CLEVELAND, Ohio – The West Pierhead Light in Cleveland Harbor is one of four lighthouses the federal government hopes to sell at auction and one of 10 it is looking to dispose of this year.
The move is part of a program run by the General Services Administration that aims to preserve the lighthouses. Properties are given away to qualifying entities or sold at auction to the public.
Most of the lighthouses are more than a century old.
The development of modern technology, including GPS, means lighthouses are no longer essential for navigation, John Kelly of the GSA’s office of real property disposition told the Associated Press. The Coast Guard often maintains aids to navigation at or near lighthouses, but these 10 structures are often no longer mission critical.
Yet the public remains fascinated by the beacons, which are popular tourist attractions and the subject of countless photographers and artists, Kelly said.
“People really appreciate the heroic role of the solitary lighthouse keeper,” he said, explaining their allure. “They were really the instruments to provide safe passage into some of these perilous harbors which afforded communities great opportunities for commerce, and they’re often located in prominent locations that offer breathtaking views.”
This is not the first time the Cleveland Harbor West Pierhead Light has been up for grabs. In 2021 GSA was looking to give it away to a federal, state or local government agency, a nonprofit, educational organization or other entity willing to maintain and preserve it.
GSA spokesman Paul Hughes said then that there was interest in the lighthouse, but he did not know how many parties were in the mix. He noted then that if no suitable steward was found, the light would be available to the public via auction.
The Cleveland lighthouse stands 50 feet tall. The steel tower dates from 1911. While it is only accessible by boat, it has spectacular views of the city skyline.
The auction is slated to begin June 30, GSA said. More information is available online through GSA.
The other three lighthouses up for auction are Penfield Reef Lighthouse in Fairfield, Connecticut; Stratford Shoal Light in the middle of Long Island Sound between New York and Connecticut; and Keweenaw Waterway Lower Entrance Light in Chassell, Michigan.
The six offered for free to a qualifying party willing to maintain and preserve them and make them publicly available for educational, recreational or cultural purposes, include the 34-foot-tall Plymouth/Gurnet Light in Massachusetts.

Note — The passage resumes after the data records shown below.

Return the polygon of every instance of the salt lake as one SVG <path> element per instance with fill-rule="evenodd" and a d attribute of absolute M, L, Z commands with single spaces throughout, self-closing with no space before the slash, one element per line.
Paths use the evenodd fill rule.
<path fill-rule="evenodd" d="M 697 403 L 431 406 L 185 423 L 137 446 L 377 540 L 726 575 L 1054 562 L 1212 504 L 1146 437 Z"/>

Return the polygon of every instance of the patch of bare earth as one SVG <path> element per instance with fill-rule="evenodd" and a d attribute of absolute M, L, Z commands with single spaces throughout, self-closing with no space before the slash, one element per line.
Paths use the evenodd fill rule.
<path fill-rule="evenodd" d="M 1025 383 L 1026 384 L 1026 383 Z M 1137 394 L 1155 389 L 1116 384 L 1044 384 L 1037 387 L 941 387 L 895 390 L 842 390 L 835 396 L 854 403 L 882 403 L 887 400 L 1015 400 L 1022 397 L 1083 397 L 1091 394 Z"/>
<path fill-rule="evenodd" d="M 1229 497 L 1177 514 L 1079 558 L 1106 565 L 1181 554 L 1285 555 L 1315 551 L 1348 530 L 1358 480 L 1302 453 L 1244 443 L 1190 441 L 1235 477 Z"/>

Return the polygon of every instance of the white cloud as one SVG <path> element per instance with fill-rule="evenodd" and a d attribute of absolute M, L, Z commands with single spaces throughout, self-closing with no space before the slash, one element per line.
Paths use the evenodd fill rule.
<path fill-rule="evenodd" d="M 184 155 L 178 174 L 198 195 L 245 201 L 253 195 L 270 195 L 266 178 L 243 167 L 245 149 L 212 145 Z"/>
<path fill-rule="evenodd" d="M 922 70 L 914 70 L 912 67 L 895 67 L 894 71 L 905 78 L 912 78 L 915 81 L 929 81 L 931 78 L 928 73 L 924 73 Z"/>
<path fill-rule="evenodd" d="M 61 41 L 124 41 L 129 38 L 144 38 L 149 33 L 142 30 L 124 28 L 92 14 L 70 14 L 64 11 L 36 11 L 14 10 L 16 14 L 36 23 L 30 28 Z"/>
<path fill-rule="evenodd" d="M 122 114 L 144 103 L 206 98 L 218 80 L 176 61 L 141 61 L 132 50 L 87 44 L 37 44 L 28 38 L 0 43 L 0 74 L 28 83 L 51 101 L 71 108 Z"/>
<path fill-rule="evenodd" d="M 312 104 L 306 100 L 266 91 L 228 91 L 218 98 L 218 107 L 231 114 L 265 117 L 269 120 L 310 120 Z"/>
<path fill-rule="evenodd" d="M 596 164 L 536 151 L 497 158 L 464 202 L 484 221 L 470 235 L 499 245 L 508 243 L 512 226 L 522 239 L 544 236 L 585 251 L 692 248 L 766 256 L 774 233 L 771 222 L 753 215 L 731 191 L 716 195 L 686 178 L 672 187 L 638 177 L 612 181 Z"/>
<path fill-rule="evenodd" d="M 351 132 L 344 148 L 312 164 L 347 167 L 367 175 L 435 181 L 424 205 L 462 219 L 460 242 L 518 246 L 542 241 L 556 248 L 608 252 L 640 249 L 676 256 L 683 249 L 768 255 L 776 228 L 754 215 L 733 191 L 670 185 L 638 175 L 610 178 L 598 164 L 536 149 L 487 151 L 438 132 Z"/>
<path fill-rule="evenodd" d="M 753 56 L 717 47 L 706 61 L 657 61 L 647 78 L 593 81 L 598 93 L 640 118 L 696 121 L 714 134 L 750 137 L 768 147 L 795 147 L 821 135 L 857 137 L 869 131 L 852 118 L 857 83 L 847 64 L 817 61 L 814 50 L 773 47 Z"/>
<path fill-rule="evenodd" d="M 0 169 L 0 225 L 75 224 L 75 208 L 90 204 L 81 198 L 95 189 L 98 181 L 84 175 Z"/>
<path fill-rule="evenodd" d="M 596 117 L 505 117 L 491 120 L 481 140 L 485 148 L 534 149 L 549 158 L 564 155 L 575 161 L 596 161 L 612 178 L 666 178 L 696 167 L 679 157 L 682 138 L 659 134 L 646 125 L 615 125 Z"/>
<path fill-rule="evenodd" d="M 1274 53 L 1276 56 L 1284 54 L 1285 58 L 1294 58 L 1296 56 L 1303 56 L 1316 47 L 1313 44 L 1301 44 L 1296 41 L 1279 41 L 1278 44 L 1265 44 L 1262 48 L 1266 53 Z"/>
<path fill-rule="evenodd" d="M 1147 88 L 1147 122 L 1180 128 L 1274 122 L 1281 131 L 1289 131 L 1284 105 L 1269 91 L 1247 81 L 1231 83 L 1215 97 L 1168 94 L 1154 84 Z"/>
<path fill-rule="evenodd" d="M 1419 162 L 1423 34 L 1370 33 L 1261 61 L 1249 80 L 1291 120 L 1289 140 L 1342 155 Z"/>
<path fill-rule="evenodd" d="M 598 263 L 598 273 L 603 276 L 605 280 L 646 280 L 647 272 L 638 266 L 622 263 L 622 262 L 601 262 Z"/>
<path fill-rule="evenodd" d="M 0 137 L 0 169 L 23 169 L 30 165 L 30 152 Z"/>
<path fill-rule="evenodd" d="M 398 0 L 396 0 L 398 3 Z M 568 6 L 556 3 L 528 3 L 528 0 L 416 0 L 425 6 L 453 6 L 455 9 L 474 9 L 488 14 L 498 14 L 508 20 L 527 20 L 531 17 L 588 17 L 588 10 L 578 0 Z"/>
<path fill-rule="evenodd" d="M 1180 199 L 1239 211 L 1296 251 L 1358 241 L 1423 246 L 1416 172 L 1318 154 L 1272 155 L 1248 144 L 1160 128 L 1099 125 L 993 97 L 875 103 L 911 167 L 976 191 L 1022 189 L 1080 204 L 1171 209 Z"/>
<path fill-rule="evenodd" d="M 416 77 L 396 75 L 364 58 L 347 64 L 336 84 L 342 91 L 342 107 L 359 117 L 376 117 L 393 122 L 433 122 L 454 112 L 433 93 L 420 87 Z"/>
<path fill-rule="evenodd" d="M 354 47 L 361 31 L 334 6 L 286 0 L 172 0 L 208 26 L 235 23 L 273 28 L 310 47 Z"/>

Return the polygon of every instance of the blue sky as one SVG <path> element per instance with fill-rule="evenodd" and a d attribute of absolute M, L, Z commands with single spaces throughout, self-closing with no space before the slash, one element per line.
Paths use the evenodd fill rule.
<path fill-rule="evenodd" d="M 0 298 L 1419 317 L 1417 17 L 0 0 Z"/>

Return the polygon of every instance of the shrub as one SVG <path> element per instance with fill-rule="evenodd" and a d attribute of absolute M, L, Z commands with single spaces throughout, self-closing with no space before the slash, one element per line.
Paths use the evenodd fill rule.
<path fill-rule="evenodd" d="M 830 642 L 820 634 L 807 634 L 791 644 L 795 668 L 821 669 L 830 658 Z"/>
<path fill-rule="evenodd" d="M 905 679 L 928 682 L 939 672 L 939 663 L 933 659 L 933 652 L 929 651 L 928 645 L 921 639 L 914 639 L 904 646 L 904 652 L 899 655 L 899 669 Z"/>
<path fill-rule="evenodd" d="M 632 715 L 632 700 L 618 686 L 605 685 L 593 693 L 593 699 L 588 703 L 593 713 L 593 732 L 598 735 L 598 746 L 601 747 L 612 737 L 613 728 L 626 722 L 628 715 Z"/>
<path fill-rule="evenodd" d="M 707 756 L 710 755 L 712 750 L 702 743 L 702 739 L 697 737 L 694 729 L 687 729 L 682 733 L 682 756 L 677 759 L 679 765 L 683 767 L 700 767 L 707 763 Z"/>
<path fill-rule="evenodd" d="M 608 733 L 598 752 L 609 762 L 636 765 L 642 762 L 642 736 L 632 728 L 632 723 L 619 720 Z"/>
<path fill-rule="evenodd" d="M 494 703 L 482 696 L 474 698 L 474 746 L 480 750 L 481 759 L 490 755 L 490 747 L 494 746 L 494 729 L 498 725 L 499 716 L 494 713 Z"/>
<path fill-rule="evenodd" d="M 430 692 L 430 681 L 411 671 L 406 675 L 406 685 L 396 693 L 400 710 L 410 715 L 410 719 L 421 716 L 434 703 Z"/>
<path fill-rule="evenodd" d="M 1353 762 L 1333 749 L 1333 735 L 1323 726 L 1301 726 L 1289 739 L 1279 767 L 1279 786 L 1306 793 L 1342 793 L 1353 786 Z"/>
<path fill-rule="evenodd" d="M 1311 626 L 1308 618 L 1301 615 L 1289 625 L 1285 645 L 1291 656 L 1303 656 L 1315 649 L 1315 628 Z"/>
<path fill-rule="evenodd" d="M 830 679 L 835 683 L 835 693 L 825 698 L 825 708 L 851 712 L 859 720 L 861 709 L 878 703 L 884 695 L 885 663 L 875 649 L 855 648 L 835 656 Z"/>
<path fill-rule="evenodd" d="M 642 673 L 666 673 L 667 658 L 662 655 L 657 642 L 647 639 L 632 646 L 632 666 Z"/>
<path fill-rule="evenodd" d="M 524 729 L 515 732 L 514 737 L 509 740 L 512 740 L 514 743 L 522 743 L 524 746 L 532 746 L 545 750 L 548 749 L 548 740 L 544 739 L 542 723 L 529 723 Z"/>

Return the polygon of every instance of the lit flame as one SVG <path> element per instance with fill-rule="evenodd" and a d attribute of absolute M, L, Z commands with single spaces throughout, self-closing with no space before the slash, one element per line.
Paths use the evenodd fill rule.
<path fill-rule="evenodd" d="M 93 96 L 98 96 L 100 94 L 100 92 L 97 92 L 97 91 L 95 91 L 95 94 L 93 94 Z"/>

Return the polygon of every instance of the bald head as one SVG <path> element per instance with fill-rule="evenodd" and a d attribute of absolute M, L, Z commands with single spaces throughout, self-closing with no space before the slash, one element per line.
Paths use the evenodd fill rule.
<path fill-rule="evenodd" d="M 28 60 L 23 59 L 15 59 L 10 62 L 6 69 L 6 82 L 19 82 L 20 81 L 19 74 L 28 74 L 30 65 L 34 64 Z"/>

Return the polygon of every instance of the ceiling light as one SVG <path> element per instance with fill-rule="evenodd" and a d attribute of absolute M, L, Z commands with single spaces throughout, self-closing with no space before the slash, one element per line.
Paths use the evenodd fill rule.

The octagonal wooden structure dates to 1842, although a lighthouse has been at the site since 1768. A previous beacon at the site was staffed by America’s first female lighthouse keeper.
The Warwick Neck Light, in Warwick, Rhode Island, is a 51-foot tall structure that dates to 1827, and was an important navigation tool for mariners making their way to Providence, Kelly told AP. That is his favorite of the group.
The other four being offered at no cost are Lynde Point Lighthouse in Old Saybrook, Connecticut; Nobska Lighthouse in Falmouth, Massachusetts; Little Mark Island and Monument in Harpswell, Maine; and Erie Harbor North Pier Lighthouse in Pennsylvania.
GSA has been transferring ownership of lighthouses since Congress passed the National Historic Lighthouse Preservation Act in 2000. About 150 lighthouses have been transferred, 80 or so given away and another 70 auctioned, raising more than $10 million.
Some are already maintained by nonprofits and those agencies will have the opportunity to apply to continue doing do, Kelly said.
Some have been converted into private residences by people who want a unique living situation, Kelly said.
“They all have their own interesting history,” Kelly said.